Приказчик лицом скис. Сказал скромно:
— Оно бы и в самый раз, и неплохо. — И вроде застеснялся своей смелости. Добавил в оправдание: — Она–то, горькая, для здоровья пользительна. — И опять застеснялся. Глаза сморгнули. Лицо страдательную фигуру изобразило: в кулачок собралось и морщинки по нему побежали.
— Знаю, — протянул Иван Андреевич с сомнением, но велел водку подать.
Столичный водку пил, как голубь росу. Головенку закинул, горлышком поиграл и только после того напиток пустил внутрь. Стало видно, что человек бывалый. Так–то пивать водицу сею учиться надобно долго.
Ладошкой приказчик помахал на себя, утер губы и взглянул на Лебедева.
— Слушаю, — сказал враз просветлевшим голосом. Щеки у него заалели.
— Да вот деньги нужны купцу, — сказал Иван Андреевич и показал на Шелихова.
Приказчик живо к гостю оборотился. Глаз едучий до затылка, казалось, Шелихова пронзил.
— Григорию Ивановичу? — развел руками. — Деньги? Вот задача… Да ему кто откажет? — Изумление лицом выразил. Подлинно изумился или к тому вид сделал — неведомо.
Иван Андреевич неловкость почувствовал. Сурово поджал губы, сказал со злинкой:
— Ты не балабонь чего непопадя. Говорят тебе, деньги нужны — значит, нужны. Ответствуй по делу.
Столичный изогнулся.
— Что ж ответствовать? Где деньги в Охотске берут — Григорий Иванович и сам небось знают, — хихикнул. — Под процентик такому купцу завсегда дадут. —
И руку протянул к рюмке. Несмело так, будто боясь: по руке не шлепнут ли.
Лебедев, как великую тяжесть, графин приподнял. Набултыхал в рюмку без всякого удовольствия.
— Не много для здоровья–то будет, — спросил, — а?
— Нет, нет, — звякнул тонким голоском приказчик, — мы по сырому климату в Питербурхе к этому очень привычны. — А? Под процентик, говорю, взять можно.
Иван Андреевич ничего не ответил, и столичный все уразумел. Запел не хуже соловья на окошке:
— На слово–то теперь и поп не верит. Расписочка надобна. А о проценте можно поговорить. Сумма небось солидная требуется. Ну и попросим процентик поубавить. Это можно, расстараемся. Можно.

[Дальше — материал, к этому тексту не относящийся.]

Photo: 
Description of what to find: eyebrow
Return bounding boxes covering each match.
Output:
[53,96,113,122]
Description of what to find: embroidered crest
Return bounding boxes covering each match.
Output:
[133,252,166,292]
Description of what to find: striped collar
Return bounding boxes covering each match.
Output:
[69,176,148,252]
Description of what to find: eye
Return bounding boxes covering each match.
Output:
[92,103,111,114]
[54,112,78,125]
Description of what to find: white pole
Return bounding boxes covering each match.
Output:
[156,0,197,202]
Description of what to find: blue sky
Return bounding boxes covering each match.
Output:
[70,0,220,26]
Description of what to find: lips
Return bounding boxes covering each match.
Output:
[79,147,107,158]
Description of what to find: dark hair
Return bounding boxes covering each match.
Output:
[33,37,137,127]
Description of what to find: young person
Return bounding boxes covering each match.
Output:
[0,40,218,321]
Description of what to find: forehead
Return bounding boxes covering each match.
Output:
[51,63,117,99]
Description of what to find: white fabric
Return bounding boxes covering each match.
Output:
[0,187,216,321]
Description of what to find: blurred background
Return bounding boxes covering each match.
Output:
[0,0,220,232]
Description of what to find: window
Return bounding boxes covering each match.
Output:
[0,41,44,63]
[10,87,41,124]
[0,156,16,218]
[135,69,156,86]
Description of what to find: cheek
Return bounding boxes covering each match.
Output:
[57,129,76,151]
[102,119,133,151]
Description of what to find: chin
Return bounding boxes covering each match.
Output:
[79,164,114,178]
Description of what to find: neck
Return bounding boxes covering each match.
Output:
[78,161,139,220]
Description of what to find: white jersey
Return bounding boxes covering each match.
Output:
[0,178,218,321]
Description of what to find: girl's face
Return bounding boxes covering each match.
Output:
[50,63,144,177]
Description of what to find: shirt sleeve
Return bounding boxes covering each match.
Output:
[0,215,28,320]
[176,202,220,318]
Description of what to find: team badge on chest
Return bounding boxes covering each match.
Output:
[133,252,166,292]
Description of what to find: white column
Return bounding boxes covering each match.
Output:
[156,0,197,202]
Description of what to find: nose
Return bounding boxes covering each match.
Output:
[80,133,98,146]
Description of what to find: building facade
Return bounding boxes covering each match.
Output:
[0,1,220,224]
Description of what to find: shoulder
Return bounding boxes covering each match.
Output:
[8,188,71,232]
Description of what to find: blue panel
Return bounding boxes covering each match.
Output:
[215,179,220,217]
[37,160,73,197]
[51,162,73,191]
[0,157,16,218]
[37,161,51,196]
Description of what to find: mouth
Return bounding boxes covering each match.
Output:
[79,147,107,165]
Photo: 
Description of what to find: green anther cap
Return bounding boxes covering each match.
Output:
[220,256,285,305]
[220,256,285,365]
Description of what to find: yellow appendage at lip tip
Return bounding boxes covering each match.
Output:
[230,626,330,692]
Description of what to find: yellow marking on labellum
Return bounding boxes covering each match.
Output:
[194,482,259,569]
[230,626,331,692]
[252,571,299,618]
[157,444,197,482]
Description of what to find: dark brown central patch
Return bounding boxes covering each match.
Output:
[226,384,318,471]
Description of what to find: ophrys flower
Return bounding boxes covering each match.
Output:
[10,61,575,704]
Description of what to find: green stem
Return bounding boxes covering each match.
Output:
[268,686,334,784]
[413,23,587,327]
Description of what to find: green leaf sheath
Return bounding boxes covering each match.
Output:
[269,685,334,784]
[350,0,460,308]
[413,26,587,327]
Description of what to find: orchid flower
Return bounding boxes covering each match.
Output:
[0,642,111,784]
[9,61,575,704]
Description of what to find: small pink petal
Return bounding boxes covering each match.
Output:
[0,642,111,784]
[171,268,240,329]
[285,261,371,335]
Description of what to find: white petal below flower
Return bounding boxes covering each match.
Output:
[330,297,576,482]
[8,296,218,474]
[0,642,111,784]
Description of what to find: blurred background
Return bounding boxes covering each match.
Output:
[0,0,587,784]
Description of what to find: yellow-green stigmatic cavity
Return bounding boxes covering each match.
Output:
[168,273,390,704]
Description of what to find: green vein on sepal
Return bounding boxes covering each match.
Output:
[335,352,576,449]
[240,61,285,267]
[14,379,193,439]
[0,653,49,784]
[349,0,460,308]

«Так, — подумал Григорий Иванович, — вот, значит, куда меня ведут». И, наваливаясь широкой грудью на стол, приблизил лицо к Лебедеву.
Столичный на краю стола смолк, как подавился.
— Иван Андреевич, — сказал с твердостью Шелихов, — а промашку ты не даешь? Что ж под долги меня толкаешь? Ты ведь компаньон. Компания от долгов–то потеряет много.
— А я и паи у компании возьму, — сказал Лебедев. Глаза его из–под бровей выглянули. — Приметь — возьму. Не святой я, прости господи, и цепи на шею мне ни к чему. Грехов много, в святые все одно не выйду. Это вы с Голиковым в святые рветесь. Конец компании. Конец! — Улыбка сломала губы в бороде у купца. Глаза смотрели в упор, с насмешкой. — Мне медали, как вам с Голиковым, царица не дает, да и не нужны они мне. Мы люди простые, нам денежки надобны. Оттого–то по чужим домам не ходим и не просим. Так–то вот. И запомни, как бывшему компаньону говорю: на весь мир пирог не спечешь. — Зло трепетнул ноздрями. Даже сморгнул от гнева.